Un prof de musique, une fille, un rêve mis de côté

John Pierce a 41 ans au moment de son audition. Originaire du pays de Galles, il vit dans l’Essex et enseigne la musique. Avant de monter sur scène, il raconte avoir toujours voulu devenir chanteur à plein temps, un projet qu’il a mis en pause en devenant père, pour subvenir aux besoins de sa famille.
Il explique vouloir aujourd’hui prouver à ses enfants, et à ses élèves, qu’il n’est jamais trop tard pour reprendre un rêve laissé de côté. Il précise aussi que c’est sa fille qui rêvait de le voir passer sur ce programme, un détail qui donne à la performance un enjeu qui dépasse le simple concours télévisé.
Le faux départ
L’audition ne commence pourtant pas si bien. Le début est visiblement fragile, la voix hésite, le trac se sent.

Simon Cowell interrompt la prestation pour proposer à John Pierce de reprendre depuis le début. On sait pas toujours ce que vaut ce genre de geste dans une émission calibrée pour l’effet dramatique, mais le résultat, lui, est réel : la seconde tentative bascule dans un registre opératique qui saisit la salle.
Amanda Holden évoque la fierté que va ressentir sa fille, Bruno Tonioli salue une audition à part. Pierce se qualifie pour la suite du concours, où il interprète en demi-finale une version opératique de « Wild Horses », reprise elle-même popularisée par Susan Boyle.
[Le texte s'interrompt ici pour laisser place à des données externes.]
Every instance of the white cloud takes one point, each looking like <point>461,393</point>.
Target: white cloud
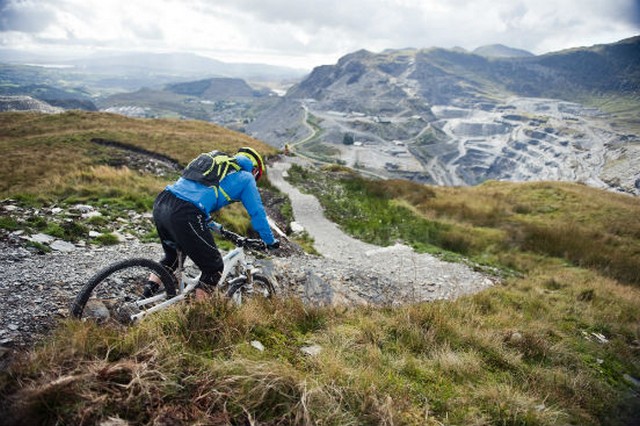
<point>308,33</point>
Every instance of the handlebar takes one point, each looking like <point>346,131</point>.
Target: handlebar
<point>238,240</point>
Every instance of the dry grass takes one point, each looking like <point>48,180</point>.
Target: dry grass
<point>37,148</point>
<point>529,351</point>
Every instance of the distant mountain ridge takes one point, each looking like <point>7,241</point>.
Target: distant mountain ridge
<point>501,51</point>
<point>457,118</point>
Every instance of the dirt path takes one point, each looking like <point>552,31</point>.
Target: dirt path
<point>411,275</point>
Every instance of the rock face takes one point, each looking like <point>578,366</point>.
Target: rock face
<point>453,118</point>
<point>26,103</point>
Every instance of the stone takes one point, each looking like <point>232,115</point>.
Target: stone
<point>63,246</point>
<point>41,238</point>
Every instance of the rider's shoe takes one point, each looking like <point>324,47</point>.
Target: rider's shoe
<point>150,289</point>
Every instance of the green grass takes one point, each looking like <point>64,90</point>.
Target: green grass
<point>499,224</point>
<point>523,352</point>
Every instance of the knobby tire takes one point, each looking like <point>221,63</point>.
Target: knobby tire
<point>102,278</point>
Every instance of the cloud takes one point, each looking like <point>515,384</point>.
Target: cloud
<point>289,31</point>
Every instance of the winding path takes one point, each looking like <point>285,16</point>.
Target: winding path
<point>413,276</point>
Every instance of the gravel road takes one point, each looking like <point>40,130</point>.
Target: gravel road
<point>36,289</point>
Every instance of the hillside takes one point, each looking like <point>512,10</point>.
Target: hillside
<point>555,342</point>
<point>454,118</point>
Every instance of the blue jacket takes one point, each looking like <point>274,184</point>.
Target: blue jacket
<point>238,186</point>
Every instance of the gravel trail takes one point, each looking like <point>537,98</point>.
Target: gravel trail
<point>36,289</point>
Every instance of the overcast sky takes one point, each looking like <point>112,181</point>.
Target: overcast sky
<point>304,34</point>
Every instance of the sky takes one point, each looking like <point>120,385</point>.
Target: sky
<point>304,34</point>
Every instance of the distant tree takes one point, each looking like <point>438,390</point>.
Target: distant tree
<point>348,139</point>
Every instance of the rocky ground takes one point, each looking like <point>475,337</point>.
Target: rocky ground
<point>36,286</point>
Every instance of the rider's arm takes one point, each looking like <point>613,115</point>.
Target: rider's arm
<point>250,198</point>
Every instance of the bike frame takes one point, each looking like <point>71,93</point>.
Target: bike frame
<point>236,260</point>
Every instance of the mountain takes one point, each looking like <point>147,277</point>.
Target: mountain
<point>457,118</point>
<point>26,103</point>
<point>215,88</point>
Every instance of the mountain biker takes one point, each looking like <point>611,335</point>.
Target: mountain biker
<point>181,210</point>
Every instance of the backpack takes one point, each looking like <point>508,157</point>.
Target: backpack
<point>210,168</point>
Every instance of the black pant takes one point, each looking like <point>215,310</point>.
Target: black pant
<point>181,224</point>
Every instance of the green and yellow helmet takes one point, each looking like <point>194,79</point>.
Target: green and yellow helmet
<point>258,165</point>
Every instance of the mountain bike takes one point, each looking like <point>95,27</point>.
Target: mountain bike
<point>115,292</point>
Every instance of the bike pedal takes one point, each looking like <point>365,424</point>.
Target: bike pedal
<point>150,289</point>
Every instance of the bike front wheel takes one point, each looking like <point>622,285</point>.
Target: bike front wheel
<point>114,292</point>
<point>259,287</point>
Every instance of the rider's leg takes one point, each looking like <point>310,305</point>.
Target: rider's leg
<point>186,225</point>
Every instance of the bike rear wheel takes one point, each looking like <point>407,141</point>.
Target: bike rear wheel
<point>260,287</point>
<point>111,294</point>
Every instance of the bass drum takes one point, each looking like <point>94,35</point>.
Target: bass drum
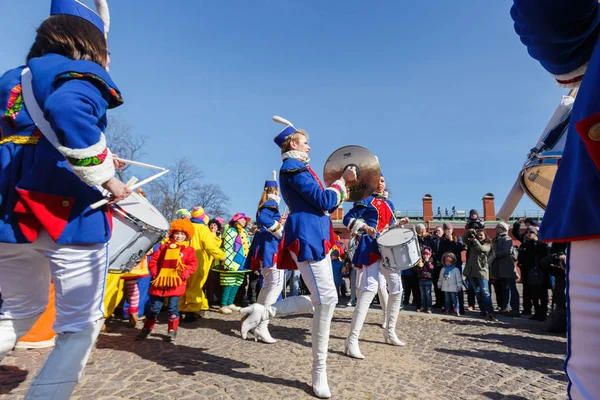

Une chanson née presque par accident
Ce qui rend la reprise encore plus intéressante, c’est qu’elle réactive une histoire qu’on a tendance à oublier : « Creep » elle-même est née un peu de travers. Thom Yorke l’a écrite à la fin des années 1980, à l’université d’Exeter. Radiohead ne prévoyait pas d’en faire un single. C’est sur la suggestion des producteurs, alors que le groupe planchait sans grand résultat sur d’autres morceaux, que « Creep » est sortie presque par surprise d’une session de répétition.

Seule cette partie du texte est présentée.